Pour un pays qui figure parmi les principaux producteurs de pétrole au monde, disposer de routes d’exportation alternatives est devenu un élément central de sa stratégie énergétique.
Le détroit d’Ormuz, situé entre l’Iran et Oman, relie le golfe Persique à l’océan Indien. Malgré sa largeur limitée, il constitue l’un des axes les plus importants du commerce énergétique mondial.
D’après l’U.S. Energy Information Administration (EIA), environ 20 millions de barils de pétrole par jour ont transité par ce passage en 2024 — soit près de 20 % de la consommation mondiale de liquides pétroliers et plus d’un quart du commerce pétrolier maritime mondial.
Le détroit joue également un rôle majeur pour le gaz : environ un cinquième du commerce mondial de gaz naturel liquéfié (GNL) y transite également.
Cette concentration extrême du trafic énergétique dans un corridor étroit signifie que toute perturbation peut avoir des répercussions rapides sur les prix du pétrole, les coûts de transport maritime, les assurances et les chaînes d’approvisionnement mondiales.
Selon Sultan Al Jaber, même si les tensions régionales se dissipent rapidement, les conséquences logistiques d’une perturbation majeure pourraient persister.
Il estime que les flux pétroliers mondiaux pourraient mettre au moins quatre mois à revenir à environ 80 % de leurs niveaux d’avant‑crise après la fin d’un conflit dans la région.

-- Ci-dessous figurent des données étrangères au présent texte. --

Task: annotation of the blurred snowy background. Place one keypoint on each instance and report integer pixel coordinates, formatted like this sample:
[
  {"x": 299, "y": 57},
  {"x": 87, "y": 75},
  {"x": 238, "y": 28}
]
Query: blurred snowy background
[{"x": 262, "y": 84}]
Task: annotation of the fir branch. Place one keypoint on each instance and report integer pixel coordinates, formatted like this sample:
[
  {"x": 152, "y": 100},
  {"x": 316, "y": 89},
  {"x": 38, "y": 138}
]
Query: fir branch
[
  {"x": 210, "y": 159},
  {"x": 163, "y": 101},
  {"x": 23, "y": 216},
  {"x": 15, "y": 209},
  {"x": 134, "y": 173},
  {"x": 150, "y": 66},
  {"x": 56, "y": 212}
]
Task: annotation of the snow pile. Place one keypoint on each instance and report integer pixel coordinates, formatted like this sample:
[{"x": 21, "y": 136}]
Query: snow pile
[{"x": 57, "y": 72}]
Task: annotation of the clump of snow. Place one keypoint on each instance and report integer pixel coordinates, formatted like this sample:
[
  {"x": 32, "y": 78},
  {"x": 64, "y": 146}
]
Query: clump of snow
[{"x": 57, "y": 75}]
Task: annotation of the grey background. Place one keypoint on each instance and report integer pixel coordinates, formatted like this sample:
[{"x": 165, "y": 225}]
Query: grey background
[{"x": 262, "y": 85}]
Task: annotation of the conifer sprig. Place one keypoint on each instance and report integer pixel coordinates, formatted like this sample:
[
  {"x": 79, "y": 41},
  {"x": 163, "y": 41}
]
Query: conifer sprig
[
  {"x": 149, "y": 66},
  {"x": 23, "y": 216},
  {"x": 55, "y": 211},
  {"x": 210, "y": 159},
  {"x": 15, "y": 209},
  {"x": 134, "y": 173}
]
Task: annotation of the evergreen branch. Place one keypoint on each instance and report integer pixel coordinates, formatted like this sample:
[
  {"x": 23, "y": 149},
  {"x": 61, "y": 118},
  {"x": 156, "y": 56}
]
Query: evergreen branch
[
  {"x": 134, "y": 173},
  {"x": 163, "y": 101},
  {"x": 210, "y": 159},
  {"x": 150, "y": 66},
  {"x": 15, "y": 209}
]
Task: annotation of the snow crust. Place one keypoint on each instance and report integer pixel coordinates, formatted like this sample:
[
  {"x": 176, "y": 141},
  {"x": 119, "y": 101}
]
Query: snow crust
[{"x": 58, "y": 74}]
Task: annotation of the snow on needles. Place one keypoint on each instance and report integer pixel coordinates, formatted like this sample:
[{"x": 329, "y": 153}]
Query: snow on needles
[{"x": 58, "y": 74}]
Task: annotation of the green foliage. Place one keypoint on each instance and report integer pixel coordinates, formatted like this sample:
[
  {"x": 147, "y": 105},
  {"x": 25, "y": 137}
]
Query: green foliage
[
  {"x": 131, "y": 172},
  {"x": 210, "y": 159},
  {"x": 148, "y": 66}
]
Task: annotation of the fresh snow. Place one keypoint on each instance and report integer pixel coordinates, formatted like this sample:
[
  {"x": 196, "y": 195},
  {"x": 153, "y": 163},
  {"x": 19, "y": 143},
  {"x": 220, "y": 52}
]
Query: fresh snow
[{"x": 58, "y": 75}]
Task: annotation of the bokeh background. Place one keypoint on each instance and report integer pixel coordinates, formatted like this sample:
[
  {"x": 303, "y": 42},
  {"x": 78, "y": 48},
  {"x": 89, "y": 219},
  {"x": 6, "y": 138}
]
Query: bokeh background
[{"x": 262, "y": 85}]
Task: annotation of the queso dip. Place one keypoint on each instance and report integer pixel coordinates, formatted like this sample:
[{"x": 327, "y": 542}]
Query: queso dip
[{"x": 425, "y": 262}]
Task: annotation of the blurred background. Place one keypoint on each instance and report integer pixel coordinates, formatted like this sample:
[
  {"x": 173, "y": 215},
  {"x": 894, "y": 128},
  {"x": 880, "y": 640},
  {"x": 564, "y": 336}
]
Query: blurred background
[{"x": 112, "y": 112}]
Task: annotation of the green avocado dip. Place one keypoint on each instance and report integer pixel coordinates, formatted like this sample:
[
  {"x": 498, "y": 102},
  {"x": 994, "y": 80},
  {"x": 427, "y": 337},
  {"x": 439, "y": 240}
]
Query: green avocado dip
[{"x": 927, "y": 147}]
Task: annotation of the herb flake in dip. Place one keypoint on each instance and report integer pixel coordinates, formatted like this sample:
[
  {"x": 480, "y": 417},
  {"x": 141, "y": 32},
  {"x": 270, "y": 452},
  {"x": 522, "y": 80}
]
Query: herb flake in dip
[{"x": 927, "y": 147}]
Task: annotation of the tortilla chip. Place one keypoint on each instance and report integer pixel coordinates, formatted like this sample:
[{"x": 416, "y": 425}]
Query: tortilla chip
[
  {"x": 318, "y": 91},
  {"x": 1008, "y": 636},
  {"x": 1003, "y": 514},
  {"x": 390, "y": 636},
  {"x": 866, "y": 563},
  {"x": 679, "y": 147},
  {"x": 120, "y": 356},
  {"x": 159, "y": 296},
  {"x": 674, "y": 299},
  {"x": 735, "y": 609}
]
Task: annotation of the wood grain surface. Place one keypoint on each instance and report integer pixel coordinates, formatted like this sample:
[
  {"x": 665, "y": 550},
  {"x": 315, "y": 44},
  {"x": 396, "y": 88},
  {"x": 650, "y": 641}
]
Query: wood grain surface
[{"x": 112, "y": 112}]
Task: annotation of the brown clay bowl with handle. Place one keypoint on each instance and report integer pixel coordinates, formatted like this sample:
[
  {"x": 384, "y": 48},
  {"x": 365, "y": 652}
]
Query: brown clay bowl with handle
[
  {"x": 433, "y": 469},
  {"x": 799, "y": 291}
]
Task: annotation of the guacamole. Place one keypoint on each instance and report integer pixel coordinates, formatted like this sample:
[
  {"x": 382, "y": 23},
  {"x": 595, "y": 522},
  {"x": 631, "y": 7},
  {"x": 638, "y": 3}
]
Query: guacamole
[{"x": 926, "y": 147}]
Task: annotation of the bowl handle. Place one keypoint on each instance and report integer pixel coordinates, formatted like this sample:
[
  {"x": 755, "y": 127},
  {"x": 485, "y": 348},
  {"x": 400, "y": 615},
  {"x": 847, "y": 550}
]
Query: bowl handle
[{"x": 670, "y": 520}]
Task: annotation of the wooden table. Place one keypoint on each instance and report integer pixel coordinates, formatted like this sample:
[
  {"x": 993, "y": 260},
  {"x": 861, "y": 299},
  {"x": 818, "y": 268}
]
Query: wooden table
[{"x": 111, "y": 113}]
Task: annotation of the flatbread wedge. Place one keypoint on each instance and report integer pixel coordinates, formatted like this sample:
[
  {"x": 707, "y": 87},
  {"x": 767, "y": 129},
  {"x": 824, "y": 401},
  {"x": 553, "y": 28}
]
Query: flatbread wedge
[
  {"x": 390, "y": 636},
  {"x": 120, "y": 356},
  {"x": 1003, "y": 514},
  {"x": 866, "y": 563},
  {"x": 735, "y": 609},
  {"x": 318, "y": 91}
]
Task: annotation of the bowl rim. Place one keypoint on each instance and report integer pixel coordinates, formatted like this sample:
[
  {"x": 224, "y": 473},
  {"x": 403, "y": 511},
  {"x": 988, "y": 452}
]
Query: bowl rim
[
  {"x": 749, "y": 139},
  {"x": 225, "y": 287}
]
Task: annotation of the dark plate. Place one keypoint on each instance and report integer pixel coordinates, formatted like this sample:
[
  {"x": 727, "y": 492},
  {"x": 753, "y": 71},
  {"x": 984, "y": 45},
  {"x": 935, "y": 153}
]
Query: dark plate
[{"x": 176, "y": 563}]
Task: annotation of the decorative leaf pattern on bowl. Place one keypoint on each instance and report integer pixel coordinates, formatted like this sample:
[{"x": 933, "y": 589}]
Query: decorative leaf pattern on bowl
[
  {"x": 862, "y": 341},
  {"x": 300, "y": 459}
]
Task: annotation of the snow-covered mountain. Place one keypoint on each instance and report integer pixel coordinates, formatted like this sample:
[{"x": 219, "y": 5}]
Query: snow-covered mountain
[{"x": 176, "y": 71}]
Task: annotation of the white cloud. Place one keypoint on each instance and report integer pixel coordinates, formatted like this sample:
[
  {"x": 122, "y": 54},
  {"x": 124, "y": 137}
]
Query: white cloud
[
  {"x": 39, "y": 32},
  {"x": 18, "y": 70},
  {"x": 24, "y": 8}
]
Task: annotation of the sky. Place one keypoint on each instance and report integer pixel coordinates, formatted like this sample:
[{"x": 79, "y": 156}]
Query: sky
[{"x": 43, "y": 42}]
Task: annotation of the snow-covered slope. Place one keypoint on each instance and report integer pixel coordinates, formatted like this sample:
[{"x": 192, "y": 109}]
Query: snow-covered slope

La reprise complète nécessite en effet de relancer les routes maritimes, de réorganiser les cargaisons, de rétablir les couvertures d’assurance et de stabiliser les marchés énergétiques.
Le projet de pipeline illustre une évolution plus large dans la manière dont les États producteurs envisagent la sécurité énergétique.
Pendant longtemps, cette notion se concentrait surtout sur les réserves et la capacité de production. Aujourd’hui, les gouvernements et les compagnies pétrolières s’intéressent de plus en plus à la résilience des infrastructures et à la diversification des routes d’exportation.
En développant des pipelines et des terminaux situés hors des points d’étranglement comme Ormuz, les pays producteurs cherchent à garantir que les flux énergétiques puissent continuer même en cas de crise géopolitique.
Pour les Émirats arabes unis, le pipeline Ouest‑Est représente donc bien plus qu’un simple projet d’infrastructure : c’est une assurance stratégique pour maintenir leurs exportations — et contribuer à la stabilité de l’approvisionnement énergétique mondial — dans l’une des régions les plus sensibles du globe.